Pauline - Seattle University - Class of 2012

student photo

I should have done more research and applied to a couple more schools representing a wider range of difficulty. The schools I chose were among the most selective.

My five older siblings had very different college admissions experiences than my own. They were very relaxed about it. Like them, I assumed I would apply to a few colleges, get admitted, and choose one. But college admission is a lot tougher now. I was lucky I liked Seattle University. It was the only college that admitted me!

Hometown: Aurora CO

High School: Private

GPA: 3.4 / 3.59 (weighted)

SAT: 2090

Major: Theology

Goal: I want to be challenged in my intellect and in my character.

College

Status

Seattle University (EA)Attending
Colorado CollegeWaitlisted
Brandeis UniversityDenied
Northwestern UniversityDenied
Freshman Year Update

I was surprised by how well life at Seattle U met my expectations. Currently I'm involved with a social justice club on campus, the advisory board for my honors program, and I'm a staff writer on the school newspaper. Time is a real issue. Commitment is key. I spend at least twice as much time studying as I do in class.

There are challenges. Being assigned a random roommate is kind of like being assigned someone who's not your best friend necessarily, but who's family in a way. Having a dorm resident assistant (RA) who is barely older than you and yet has so much power and responsibility is a new concept, too. You begin to depend on people you hardly know.

I think that college is largely what you make of it. It is an excellent time to take positive risks, learn from amazing people including your peers, and to gradually fit new things into your life. And the earlier you try things out, the sooner you can start to determine what's really important to you.

Sophomore Year Update

This year turned out much differently than last year. I took on more academically as well as more leadership roles, and so had many of my friends. We were all busy, and many of the friends I counted on seeing around my residence hall had moved to other buildings or off campus. So at times I felt like I was starting over, which is okay.

It's interesting that the things I love most about this school aren't what sold me when I applied. No campus tour guide could have told me about the unique people I'd meet, how open and accepting the students are, how accessible professors are, or how exciting Seattle is!

I'm almost halfway done with college. It flies by fast, so milk every moment.

Junior Year Update

As my junior year progressed, I decided I wanted to study abroad but realized I was not passionate about journalism after all. I felt more drawn to direct social service work than to writing about social issues. So I declared a theology and religious studies major. And in lieu of studying abroad, I'll be taking off fall quarter to travel around the United States. I obviously didn't expect any of this when I applied to college. But if I went through college completely unchanged and unchallenged, then the experience would not have been worth it.

Grades vs. scores

As a college applicant, I presented a mixed picture. I'm passionate about journalism. I was editor in chief of my school newspaper, I had an internship with a national magazine, and I run my own web magazine. I also love speech and debate. I have good SAT scores, and I was named a National Merit Scholarship Finalist. I hoped those scores might balance out the less attractive parts of my application. My transcript didn't show much of an upward trend. I had a few dismal semesters in math. Looking back, I see that this meant I did not have much, if any, chance at schools like Brandeis and Northwestern.

Coming up with my short list

Researching colleges was like a hobby to me. I met with admissions reps who visited my high school. I looked at college brochures and e-mails. I went to a lot of college fairs. As sophomore and junior year went on, I learned more about colleges and what I wanted. I thought about what I most valued or disliked from my high school experience and whether or not I wanted to have those things in college. I came up with must-haves: social consciousness, journalism majors, access to a city, and a co-ed student body.
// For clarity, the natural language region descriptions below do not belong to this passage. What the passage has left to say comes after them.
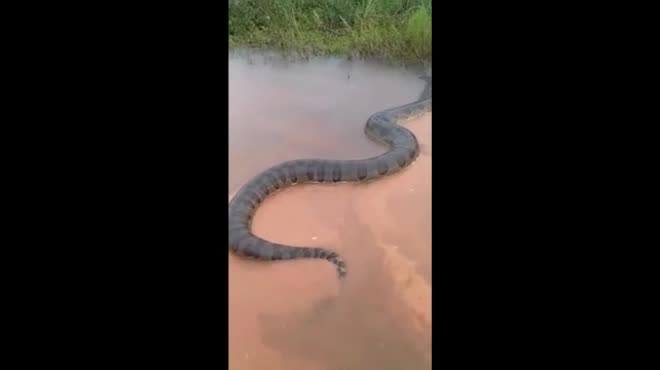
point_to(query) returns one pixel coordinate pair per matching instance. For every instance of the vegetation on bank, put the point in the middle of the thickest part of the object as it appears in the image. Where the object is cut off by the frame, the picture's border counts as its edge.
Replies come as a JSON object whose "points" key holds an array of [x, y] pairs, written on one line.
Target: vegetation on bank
{"points": [[395, 30]]}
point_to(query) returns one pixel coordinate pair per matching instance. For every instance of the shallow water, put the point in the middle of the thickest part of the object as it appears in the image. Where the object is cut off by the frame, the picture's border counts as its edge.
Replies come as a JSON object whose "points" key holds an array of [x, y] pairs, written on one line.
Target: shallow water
{"points": [[381, 318]]}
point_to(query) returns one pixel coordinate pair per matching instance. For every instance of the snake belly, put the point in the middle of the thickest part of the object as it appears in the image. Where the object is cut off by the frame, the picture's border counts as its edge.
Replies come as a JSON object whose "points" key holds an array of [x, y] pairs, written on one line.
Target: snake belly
{"points": [[382, 127]]}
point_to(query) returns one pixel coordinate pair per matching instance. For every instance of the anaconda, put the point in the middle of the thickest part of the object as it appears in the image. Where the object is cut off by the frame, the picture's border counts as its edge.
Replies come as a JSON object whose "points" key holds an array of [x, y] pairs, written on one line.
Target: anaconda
{"points": [[382, 127]]}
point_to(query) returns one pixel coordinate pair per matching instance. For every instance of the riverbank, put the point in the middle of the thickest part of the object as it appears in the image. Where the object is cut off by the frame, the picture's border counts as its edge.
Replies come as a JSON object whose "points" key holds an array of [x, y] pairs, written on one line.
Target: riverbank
{"points": [[392, 30]]}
I eventually developed a short list of schools where I could truly see myself. I included one school at which I was likely to be accepted. I also had in mind a safe in-state public school to which I was willing to apply if I didn't get accepted anywhere else.

I get lucky

I was admitted early to Seattle University. At first, I was hesitant. I didn't think it would be academically rigorous enough, and I thought it might be too similar to my Jesuit high school. But after visiting, all of those notions were proven wrong. The professors and students were academically impressive. It attracts a much more diverse group of students than my high school (and many colleges). The school is committed to Jesuit values like social justice and self-reflection that I find important. And SU is right smack in the middle of a city that stole my heart. Long story short, SU fits my "must-haves" perfectly. It was very important for me to find a place that doesn't just emphasize academics but education of the whole person.

My ups and downs

I wish I hadn't been so "in the dark." My counseling department prepared us to be great candidates—but this year demanded more than "great." After submitting my application, I found out Northwestern and every other school were seeing record numbers of applications this year. I suppose I was blindsided, as were many of my friends.

What I learned

I should have done more research and applied to a couple more schools representing a wider range of difficulty. The schools I chose were among the most selective. I also should have been more careful about my essay and showed it to more teachers. I wasn't afraid to take risks with my essays, which could have been a good or a bad thing.

The money factor

My Seattle University scholarship covers about half of my costs. The rest is covered by loans and family contributions.